The little bee down below watches in horror.
His heart begins to tick faster and faster. He drags his body out from under the tree root and his wings begin to spin as the remaining cogs turn somewhere inside him. He floats up, slowly at first. Then with a loud click, he soars up into the air straight towards the giant.
By instinct, he heads for an exposed bit of skin and punctures the colossal arm with his stinger. The giant cries out and sweeps a massive hand towards him, but the bee dodges and flies at him once more.
‘What the hell?!’ screams the giant.
But the little bee doesn’t stop.
He stabs at the reddening skin again and again as the other bees watch on in awe. The bee seems completely unaffected by the spray bottle. Even the hose with its gushing toxic spray doesn’t stop him. The giant drops his hose. He throws down his spray bottle, slides down the ladder and with a thundering roar runs from the tree.
The bees emerge from their hive one at a time, staring.
They surround the mechanical bee in a thick wall of bodies.
Not one makes a sound.
Suddenly he feels something push him from behind, but gently this time. As one, they usher him into the hive, where he lands with a clunk, his wings having finally reached the end of their cycle.

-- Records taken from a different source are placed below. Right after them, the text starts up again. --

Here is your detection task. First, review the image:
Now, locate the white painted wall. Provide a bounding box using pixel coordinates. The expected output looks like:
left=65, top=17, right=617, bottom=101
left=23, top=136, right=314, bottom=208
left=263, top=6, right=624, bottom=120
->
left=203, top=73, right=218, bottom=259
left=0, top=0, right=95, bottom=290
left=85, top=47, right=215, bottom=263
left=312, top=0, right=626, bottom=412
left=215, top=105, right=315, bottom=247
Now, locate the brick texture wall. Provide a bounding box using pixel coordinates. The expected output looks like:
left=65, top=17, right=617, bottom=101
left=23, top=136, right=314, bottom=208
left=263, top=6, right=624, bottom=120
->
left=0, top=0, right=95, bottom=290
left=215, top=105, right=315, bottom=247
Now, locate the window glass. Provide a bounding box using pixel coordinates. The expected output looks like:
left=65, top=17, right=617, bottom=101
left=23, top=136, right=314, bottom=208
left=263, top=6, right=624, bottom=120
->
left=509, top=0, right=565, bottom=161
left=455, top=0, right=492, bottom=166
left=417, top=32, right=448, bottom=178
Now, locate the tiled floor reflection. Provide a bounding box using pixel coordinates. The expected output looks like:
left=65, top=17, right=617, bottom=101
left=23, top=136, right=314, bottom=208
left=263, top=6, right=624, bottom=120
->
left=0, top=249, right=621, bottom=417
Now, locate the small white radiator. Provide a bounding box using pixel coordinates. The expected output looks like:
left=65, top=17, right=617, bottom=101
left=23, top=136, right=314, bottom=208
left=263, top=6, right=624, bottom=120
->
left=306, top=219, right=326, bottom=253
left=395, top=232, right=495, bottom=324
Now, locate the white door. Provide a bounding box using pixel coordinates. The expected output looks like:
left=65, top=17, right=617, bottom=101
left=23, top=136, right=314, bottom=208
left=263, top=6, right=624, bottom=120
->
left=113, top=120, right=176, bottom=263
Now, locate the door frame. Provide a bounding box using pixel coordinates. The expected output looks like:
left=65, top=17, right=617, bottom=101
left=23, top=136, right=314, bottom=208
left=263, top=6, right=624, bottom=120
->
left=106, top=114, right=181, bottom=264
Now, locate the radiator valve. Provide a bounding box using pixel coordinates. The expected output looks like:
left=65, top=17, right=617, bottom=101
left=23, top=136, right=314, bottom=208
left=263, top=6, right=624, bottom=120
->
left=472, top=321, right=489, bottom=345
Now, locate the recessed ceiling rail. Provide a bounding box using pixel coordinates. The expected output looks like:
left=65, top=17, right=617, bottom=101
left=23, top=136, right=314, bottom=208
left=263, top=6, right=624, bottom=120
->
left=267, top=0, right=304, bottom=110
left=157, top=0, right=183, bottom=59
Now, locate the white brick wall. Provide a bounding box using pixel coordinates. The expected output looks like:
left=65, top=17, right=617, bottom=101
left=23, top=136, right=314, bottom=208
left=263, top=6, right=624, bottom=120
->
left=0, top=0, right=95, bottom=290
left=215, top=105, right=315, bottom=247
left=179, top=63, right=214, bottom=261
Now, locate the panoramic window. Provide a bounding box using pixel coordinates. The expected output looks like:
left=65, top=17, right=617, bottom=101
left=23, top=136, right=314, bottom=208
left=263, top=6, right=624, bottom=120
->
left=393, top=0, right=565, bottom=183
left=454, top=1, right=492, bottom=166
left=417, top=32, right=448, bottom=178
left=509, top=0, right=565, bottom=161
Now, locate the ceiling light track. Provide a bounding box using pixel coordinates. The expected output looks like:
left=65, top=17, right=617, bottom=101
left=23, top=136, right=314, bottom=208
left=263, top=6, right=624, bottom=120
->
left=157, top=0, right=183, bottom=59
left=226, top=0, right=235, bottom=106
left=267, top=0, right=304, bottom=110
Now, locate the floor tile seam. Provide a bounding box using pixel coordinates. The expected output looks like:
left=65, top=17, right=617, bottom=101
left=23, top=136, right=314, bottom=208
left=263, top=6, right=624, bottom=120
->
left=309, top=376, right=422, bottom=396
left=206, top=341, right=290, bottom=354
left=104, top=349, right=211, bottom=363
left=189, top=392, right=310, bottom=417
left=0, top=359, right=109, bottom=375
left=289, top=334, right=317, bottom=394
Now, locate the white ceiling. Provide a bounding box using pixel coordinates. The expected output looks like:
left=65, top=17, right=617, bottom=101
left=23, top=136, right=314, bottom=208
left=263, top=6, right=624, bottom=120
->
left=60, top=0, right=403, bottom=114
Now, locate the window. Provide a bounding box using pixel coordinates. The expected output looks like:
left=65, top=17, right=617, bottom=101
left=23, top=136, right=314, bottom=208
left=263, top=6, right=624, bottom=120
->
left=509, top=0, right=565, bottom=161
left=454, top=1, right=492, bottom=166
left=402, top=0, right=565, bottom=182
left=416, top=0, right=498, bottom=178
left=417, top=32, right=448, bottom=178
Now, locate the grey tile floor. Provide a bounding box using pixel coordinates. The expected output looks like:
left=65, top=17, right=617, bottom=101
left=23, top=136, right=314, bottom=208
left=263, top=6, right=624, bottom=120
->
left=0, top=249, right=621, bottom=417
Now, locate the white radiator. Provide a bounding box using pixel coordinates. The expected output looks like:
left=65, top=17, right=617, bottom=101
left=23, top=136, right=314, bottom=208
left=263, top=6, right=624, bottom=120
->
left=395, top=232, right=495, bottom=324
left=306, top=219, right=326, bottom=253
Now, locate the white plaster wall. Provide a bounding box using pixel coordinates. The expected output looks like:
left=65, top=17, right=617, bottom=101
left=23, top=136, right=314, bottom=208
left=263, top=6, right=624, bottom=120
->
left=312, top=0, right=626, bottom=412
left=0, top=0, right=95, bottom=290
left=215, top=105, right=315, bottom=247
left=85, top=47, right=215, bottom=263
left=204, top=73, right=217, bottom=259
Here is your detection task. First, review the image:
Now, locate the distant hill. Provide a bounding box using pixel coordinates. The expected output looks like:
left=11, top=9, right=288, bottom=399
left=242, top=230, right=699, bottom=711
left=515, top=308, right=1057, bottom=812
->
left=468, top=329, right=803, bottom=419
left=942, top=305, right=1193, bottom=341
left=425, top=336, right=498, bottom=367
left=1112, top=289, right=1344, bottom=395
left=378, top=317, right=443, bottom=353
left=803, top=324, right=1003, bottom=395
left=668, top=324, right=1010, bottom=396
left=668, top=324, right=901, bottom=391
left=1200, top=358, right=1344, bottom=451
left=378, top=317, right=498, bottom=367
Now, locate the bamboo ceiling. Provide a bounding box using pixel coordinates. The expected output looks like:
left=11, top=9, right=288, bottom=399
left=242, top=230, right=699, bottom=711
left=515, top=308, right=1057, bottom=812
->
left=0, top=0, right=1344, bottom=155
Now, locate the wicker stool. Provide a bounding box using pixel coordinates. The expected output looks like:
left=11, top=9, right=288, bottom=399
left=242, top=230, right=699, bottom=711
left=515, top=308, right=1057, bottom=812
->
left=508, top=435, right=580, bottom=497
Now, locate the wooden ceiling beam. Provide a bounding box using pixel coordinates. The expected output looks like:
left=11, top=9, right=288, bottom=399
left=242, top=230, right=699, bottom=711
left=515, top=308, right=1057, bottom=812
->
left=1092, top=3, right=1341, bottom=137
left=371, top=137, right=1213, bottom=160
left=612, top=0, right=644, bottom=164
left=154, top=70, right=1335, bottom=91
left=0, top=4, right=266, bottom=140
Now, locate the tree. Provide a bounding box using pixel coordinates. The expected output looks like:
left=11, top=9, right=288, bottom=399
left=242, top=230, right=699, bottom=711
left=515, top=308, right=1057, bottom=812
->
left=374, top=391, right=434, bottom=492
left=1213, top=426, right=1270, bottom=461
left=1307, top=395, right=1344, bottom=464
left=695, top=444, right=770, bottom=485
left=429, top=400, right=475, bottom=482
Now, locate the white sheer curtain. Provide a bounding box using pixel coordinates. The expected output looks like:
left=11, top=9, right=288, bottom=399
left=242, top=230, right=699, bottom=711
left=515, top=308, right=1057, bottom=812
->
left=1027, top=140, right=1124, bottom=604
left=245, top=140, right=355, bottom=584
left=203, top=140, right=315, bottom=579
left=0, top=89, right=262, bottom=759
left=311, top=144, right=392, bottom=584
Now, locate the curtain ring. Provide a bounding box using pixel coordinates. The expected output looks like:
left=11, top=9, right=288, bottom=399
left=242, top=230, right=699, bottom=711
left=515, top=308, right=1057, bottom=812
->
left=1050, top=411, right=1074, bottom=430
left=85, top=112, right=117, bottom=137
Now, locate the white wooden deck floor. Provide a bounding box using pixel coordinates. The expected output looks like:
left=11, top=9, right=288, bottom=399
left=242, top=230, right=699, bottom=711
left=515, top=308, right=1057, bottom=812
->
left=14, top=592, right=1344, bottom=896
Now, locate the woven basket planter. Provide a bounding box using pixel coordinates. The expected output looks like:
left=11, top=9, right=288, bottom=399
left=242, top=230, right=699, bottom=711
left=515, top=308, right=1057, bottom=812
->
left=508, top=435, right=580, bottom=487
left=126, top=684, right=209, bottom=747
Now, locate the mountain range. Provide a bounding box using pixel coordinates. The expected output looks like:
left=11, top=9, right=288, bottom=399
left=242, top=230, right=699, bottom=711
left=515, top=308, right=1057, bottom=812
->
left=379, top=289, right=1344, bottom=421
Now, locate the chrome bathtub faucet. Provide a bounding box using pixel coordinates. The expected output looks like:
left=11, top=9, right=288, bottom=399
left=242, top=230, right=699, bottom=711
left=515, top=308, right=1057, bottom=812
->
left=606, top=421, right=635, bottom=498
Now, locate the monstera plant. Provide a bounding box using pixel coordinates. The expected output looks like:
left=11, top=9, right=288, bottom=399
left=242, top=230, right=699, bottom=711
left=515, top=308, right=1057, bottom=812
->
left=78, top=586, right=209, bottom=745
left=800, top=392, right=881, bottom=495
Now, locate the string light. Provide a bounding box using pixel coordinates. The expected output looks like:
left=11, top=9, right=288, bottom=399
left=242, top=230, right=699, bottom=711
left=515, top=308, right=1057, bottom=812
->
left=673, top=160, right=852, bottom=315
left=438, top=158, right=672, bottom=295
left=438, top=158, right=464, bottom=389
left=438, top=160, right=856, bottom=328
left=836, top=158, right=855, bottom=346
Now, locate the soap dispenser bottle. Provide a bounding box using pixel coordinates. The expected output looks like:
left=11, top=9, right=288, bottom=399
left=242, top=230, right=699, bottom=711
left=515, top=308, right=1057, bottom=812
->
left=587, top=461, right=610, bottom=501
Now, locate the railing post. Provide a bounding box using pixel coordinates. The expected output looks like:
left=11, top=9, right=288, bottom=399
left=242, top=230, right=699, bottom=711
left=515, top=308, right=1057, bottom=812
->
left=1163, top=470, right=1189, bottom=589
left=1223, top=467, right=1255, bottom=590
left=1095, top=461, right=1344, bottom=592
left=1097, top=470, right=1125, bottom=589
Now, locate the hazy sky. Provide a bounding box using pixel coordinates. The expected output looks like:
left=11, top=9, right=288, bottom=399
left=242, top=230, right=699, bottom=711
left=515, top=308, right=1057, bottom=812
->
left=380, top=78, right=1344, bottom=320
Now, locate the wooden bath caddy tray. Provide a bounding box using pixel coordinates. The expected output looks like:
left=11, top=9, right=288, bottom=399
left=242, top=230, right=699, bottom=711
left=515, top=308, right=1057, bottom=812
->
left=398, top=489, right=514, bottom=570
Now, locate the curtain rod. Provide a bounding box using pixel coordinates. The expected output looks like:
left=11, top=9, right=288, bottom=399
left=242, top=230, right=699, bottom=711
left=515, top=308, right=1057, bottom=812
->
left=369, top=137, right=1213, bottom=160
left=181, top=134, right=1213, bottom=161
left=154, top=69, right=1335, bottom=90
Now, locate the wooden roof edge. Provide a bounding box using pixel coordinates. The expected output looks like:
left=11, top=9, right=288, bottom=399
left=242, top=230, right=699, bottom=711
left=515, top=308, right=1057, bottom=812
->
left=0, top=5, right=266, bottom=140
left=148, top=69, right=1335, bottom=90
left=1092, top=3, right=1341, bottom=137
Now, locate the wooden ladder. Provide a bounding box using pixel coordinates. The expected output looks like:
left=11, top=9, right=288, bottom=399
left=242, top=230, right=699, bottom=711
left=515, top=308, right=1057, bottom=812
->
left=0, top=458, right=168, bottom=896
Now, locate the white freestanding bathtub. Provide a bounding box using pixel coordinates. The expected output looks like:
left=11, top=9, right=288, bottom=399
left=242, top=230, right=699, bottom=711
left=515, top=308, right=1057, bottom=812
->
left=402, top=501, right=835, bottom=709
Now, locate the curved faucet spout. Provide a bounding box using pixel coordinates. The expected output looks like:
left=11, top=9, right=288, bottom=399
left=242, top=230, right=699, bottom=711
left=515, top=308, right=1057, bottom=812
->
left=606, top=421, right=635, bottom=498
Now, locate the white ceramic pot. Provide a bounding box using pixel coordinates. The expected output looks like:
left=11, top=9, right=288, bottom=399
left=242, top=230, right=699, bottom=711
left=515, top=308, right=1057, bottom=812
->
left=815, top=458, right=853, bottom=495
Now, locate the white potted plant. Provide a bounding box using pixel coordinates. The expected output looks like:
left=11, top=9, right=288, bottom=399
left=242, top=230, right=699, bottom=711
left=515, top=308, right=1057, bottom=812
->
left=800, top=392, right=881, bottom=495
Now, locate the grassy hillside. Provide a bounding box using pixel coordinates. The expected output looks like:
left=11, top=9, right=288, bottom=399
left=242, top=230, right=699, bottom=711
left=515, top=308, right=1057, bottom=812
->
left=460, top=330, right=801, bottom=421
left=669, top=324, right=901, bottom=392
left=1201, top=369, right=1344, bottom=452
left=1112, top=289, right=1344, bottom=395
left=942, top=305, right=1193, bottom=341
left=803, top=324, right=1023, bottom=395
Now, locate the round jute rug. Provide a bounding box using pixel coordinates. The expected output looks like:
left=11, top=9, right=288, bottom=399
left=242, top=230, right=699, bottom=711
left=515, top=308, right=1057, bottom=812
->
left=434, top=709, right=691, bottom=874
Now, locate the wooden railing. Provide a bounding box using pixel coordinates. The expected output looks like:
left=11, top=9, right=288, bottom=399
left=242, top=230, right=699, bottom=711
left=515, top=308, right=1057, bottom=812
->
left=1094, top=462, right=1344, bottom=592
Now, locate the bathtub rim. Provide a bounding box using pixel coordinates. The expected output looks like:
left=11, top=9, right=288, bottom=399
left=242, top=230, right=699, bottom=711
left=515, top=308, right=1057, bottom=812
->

One particularly large bee with gleaming wings and a golden crown of fuzz on her brow comes towards him. She stands at her full height without making a sound. And then, to the utter surprise of the workers, she gently begins to clean him. Then she clasps his wings and spins them around until he feels them coming back to life.
He spins his wings, which helps him balance on his uneven legs, and then flies out to gather nectar. The other workers join him. And even though his legs are uneven, his body is smooth and he can’t buzz, the other bees know that it really doesn’t matter after all.
Because beyond the cogs and gears and metal, he is very much the same as them.